Today I am trying to solve an classical problem:


For any $n\in \Bbb{N}^+$, If it can be represent as the sum of consecutive positive numbers, find out them.

For example:

$$15 = 1+2+3+4+5$$
$$15=4+5+6$$
$$15=7+8$$

And I have an ugly method, its time complexity is: $O(n^2)$. I use two for loop to exhaustion all possibilities.

for(int i=1;i<n;i++)
{
    for(int j=i;j<n;j++)
    {
        sum+=j;
        if(sum==n)
        {   //print out the answer
            for(int l=i;l<=j;l++)
            {
                cout << l << "+ ";
            }
            cout << endl;
            break;
        }
    }
    sum = 0;
}


I think there may be exist a more effective solution, But I am failed until now.
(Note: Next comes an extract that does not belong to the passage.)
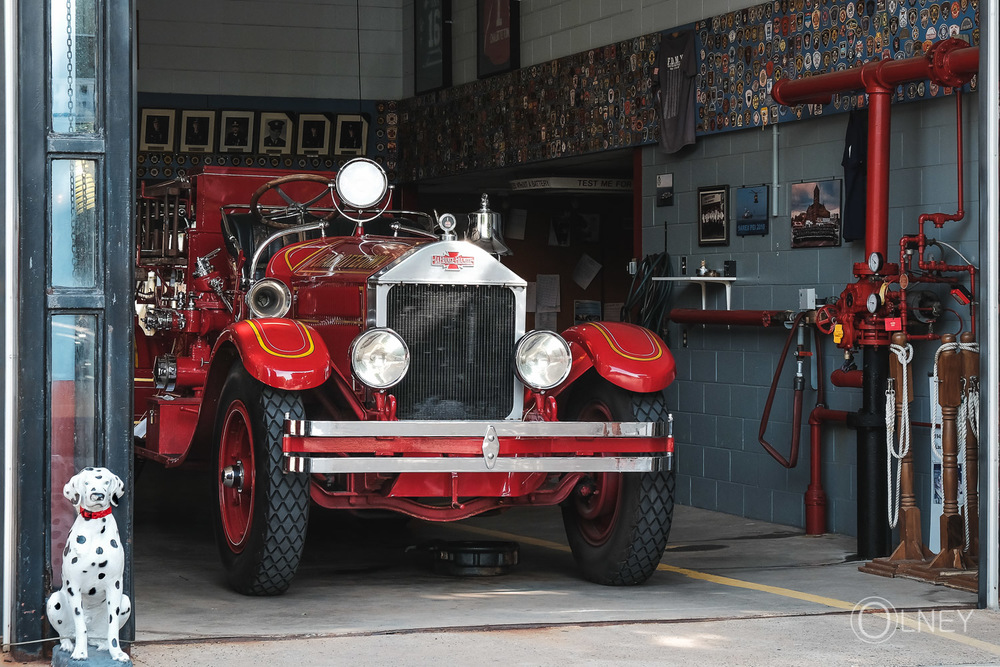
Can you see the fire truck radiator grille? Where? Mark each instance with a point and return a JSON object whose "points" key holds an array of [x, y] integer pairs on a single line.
{"points": [[461, 341]]}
Please help me.

for i from 1 to n
{
   for j from i to n
   {
       sum <- sum + j
       if sum equal n
       {
          print the result
       }
   }
   sum <- 0
}

Solution

Here's an alternative way of viewing D.W.'s hint. Using the formula $\sum_{i=1}^m i = \frac{(m+1)m}{2}$,
$$ \sum_{i=a+1}^b i = \sum_{i=1}^b i - \sum_{i=1}^a i = \frac{b^2+b}{2} - \frac{a^2+a}{2} = \frac{(b-a)(b+a+1)}{2}. $$
Given a factorization $2n = xy$, we can solve the system $x = b-a$, $y = b+a+1$. The result is $b = (y+x-1)/2$, $a = (y-x-1)/2$. So we want $x,y$ to have different parities (this is only a restriction if $n$ is even) and $y \geq x+1$. Also, $b \neq a+1$ corresponds to $x \neq 1$.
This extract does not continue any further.